In an interview with Fairplay, Henderson, who is also president of the UK Chamber of Shipping, said the industry needs to sit up and start questioning the loss of life in shipping.
“I am not saying casualties are happening every day, but it is not unusual to regularly read about casualties in the maritime media,” he said.
Referring to the recent loss of 32 seafarers on the Iranian Suezmax tanker Sanchi, which sank off the South China Sea, as well as other casualties that have not commanded headlines, he said the industry should ensure better safety measures, rather than wait for the incidents to happen.
Henderson believes that the true number of shipping-related casualties is underreported because most statistics exclude accidents involving fishing vessels. He said Shell is determined to promote safety across the industry.
“We need to give a greater profile to accidents, why they have happened, and what we can do to prevent them from happening again,” he told Fairplay.
“Shell intends to make a significant move in safety to bring the shipping industry together.”
Shell operates nearly 2,000 floating assets and moves 20% of the world’s LNG either directly – on the 40 LNG carriers it operates – or indirectly, on 55 chartered vessels. According to Henderson, the company has achieved strong safety results with its Maritime Partners in Safety scheme that was launched a few years ago.
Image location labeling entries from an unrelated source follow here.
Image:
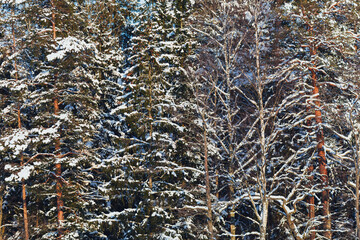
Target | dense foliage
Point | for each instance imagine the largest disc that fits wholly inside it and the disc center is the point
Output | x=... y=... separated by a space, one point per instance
x=179 y=119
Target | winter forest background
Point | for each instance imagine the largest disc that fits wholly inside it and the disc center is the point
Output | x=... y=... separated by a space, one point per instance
x=179 y=119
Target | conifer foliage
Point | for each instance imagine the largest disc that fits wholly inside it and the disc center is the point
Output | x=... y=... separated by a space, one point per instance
x=179 y=119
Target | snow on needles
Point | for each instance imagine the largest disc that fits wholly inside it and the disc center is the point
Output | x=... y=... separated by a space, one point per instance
x=69 y=45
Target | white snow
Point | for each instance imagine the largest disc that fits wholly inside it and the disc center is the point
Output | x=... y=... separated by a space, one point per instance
x=69 y=45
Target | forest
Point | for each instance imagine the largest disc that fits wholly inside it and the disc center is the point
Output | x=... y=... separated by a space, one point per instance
x=179 y=119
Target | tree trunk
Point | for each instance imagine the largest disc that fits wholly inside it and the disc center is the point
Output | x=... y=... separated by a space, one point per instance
x=58 y=172
x=208 y=196
x=264 y=219
x=357 y=192
x=321 y=153
x=2 y=228
x=23 y=185
x=311 y=199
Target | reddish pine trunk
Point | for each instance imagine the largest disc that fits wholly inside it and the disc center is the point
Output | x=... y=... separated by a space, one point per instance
x=311 y=199
x=321 y=155
x=59 y=201
x=208 y=196
x=2 y=228
x=23 y=186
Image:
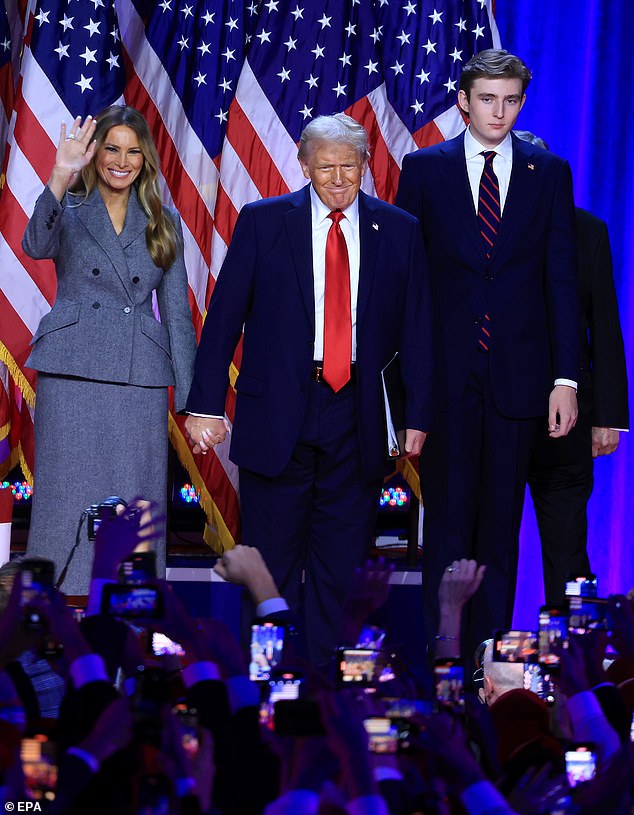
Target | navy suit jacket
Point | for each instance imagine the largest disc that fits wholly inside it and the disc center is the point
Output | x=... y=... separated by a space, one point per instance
x=266 y=284
x=527 y=287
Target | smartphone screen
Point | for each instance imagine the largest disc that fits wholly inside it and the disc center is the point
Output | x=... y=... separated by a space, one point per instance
x=382 y=734
x=39 y=765
x=515 y=646
x=266 y=650
x=359 y=666
x=553 y=635
x=589 y=614
x=449 y=676
x=538 y=680
x=581 y=764
x=582 y=586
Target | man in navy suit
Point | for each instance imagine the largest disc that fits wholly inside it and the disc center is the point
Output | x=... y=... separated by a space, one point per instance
x=498 y=223
x=312 y=453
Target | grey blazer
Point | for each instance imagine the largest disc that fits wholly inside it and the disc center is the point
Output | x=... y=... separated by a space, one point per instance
x=102 y=326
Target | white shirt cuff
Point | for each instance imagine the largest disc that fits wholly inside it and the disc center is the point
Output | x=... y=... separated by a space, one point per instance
x=271 y=606
x=569 y=382
x=88 y=668
x=294 y=802
x=199 y=672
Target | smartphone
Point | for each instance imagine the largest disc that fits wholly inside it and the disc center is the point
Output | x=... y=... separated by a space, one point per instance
x=581 y=586
x=189 y=727
x=39 y=765
x=285 y=686
x=581 y=763
x=266 y=650
x=382 y=734
x=359 y=666
x=515 y=646
x=297 y=717
x=449 y=677
x=589 y=614
x=131 y=602
x=139 y=567
x=538 y=679
x=552 y=635
x=161 y=645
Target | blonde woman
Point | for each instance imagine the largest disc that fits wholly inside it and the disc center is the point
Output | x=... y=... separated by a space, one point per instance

The programme, which involves about 500 partners that work with Shell and meets annually in either in London, Singapore, Rotterdam, or Houston, Texas, puts leadership at the heart of safety.
The involvement of a company’s senior leadership team makes a big difference to safety, Henderson said, adding, “People look up to their leaders. The leader sets the vision and the direction. As leaders, we need to be aware of the impact we are having and you have to take this seriously. It is a matter of priority. You need to make sure you have time for safety.”
The programme involves Shell and its partners sharing honest feedback about their safety processes, with Henderson believing that everyone in the industry should take up a similar kind of programme.
For Shell, its partners’ attitude towards safety determines whether the company is prepared to do business with them.
“If a company demonstrates that safety is not its top priority, then we don’t want to do business with it,” he said. “There are companies that we no longer do business with because it became clear that safety is not their priority.”
According to Henderson, Shell has improved its safety performance since he took this role in 2011. At the time, the company had an actual or potentially serious incident every seven days. This figure has dropped to once every 25 days, he told Fairplay, but even though Shell “is pleased with this result, it is still not good enough for us”.